In the PyCapsule C API, the caller has to specify the correct name of the PyCapsule to get the pointer stored in the capsule. This is intended as a safety check: casting void* to an arbitrary pointer is inherently quite dangerous and the capsule name provides the only (albeit imperfect) way to check that the pointer has the expected type.

However, the Rust API exposed by pyo3 didn't require the capsule name to get the pointer or reference stored in the capsule:

trait PyCapsuleMethods {
    fn pointer(&self) -> *mut c_void;
    unsafe fn reference<T>(&self) -> &'py T;
    fn is_valid(&self) -> bool;
}

This PR changes these methods to be more in line with the C API and thus harder to misuse:

trait PyCapsuleMethods {
    fn pointer(&self, name: Option<&CStr>) -> PyResult<NonNull<c_void>>;
    unsafe fn reference<T>(&self, name: Option<&CStr>) -> PyResult<&'py T>;
    fn is_valid(&self, name: Option<&CStr>) -> bool;
}

This is a breaking change, but I believe that the benefit of increased safety is worth the cost of API breakage.

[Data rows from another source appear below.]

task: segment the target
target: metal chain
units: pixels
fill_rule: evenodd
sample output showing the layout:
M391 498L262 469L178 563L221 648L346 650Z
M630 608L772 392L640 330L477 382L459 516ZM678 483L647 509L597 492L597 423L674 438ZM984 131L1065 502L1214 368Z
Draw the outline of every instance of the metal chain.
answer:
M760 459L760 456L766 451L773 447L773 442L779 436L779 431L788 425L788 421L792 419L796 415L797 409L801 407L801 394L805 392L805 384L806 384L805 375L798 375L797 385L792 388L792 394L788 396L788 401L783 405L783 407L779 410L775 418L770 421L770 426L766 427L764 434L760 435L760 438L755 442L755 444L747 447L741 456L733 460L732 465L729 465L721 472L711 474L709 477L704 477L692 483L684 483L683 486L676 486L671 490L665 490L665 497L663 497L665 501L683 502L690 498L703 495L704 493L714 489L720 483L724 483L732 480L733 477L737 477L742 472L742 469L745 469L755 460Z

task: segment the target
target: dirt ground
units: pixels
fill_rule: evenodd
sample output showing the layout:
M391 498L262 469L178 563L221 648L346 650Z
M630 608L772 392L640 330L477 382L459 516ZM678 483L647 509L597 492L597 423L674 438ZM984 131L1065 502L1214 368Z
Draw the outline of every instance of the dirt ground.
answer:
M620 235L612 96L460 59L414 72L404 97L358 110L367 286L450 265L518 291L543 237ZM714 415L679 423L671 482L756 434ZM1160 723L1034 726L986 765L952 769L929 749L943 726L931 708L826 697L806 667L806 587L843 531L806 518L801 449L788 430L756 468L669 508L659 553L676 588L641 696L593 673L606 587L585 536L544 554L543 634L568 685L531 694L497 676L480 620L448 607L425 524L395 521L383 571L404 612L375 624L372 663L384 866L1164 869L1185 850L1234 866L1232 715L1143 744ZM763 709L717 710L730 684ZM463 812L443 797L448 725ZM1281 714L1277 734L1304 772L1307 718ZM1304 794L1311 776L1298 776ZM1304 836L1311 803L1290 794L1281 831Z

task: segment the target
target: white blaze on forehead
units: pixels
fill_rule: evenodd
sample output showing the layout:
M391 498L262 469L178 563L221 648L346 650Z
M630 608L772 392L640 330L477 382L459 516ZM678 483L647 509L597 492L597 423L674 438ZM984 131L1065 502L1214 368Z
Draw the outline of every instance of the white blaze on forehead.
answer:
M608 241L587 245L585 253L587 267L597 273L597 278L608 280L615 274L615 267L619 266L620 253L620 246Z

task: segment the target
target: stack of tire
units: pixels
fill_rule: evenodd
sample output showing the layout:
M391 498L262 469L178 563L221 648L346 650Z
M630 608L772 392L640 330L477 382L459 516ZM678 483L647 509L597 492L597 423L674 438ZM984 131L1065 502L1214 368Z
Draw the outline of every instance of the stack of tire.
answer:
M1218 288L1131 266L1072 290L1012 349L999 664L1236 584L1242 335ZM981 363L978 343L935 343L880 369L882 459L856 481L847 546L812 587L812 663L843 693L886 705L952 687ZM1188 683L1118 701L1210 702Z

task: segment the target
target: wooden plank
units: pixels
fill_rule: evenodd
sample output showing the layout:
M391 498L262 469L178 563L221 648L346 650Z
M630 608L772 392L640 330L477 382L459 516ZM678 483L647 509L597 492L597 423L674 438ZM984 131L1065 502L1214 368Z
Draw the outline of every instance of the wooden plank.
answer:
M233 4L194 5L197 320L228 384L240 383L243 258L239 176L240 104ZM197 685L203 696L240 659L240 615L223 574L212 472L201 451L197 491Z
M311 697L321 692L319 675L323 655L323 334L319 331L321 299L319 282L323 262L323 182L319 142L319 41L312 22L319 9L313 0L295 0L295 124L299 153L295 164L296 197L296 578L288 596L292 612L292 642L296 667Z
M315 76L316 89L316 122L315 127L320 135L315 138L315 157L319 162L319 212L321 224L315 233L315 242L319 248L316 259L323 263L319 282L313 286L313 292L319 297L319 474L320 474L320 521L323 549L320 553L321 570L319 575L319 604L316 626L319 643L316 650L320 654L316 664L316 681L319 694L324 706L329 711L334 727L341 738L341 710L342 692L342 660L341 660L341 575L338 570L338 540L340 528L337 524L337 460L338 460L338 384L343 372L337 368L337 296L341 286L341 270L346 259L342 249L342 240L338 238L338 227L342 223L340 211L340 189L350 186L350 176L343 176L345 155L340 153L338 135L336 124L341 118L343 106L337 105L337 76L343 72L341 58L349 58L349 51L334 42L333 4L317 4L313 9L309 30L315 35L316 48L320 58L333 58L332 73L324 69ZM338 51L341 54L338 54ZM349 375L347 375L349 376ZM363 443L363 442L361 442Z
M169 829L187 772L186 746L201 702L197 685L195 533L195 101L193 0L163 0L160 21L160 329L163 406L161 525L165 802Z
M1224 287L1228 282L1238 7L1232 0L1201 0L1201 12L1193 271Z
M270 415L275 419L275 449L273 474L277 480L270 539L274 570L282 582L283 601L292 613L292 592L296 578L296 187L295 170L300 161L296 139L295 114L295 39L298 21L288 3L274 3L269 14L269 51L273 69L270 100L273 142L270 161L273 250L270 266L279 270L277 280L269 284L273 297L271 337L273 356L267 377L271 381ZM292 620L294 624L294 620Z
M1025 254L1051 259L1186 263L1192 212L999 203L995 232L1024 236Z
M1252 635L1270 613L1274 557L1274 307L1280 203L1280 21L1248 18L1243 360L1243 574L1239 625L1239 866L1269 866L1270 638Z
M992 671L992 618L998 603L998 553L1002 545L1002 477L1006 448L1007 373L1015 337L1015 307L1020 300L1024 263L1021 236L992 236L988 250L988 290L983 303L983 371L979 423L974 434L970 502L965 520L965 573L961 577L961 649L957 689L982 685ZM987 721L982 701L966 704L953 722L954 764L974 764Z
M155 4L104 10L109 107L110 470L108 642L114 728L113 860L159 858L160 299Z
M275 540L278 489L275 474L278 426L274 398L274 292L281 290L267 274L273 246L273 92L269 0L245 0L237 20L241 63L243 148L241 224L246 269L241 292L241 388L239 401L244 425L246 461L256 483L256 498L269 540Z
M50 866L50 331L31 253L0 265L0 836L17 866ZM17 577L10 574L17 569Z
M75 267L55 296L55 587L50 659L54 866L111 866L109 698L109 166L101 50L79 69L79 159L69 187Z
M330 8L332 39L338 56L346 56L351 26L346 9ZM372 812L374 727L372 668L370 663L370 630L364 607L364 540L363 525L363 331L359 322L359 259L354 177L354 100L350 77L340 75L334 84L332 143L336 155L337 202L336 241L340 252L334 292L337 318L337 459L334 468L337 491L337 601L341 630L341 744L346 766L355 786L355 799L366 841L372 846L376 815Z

@honzasp honzasp force-pushed the pycapsule branch 2 times, most recently from 3255558 to 774676a Compare July 8, 2025 10:52
@honzasp honzasp changed the title Align the PyCapsule API with the original C API Align the PyCapsule API with the original C API, making it safer Jul 8, 2025
@honzasp honzasp force-pushed the pycapsule branch 5 times, most recently from 4b5a69c to 48fad84 Compare July 8, 2025 12:58
@honzasp
Copy link
Author

honzasp commented Jul 21, 2025

Hi @davidhewitt, I apologize for bugging you, does this PR have any chance of being merged? I'm happy to make changes to address any concern with the changes.

@davidhewitt
Copy link
Member

Sorry for the delayed review here.

I am somewhat neutral with this PR, I understand the motivation for it and was last discussed in #2485. I noted that pybind11 made the same choice not to validate the capsule name: #2485 (comment)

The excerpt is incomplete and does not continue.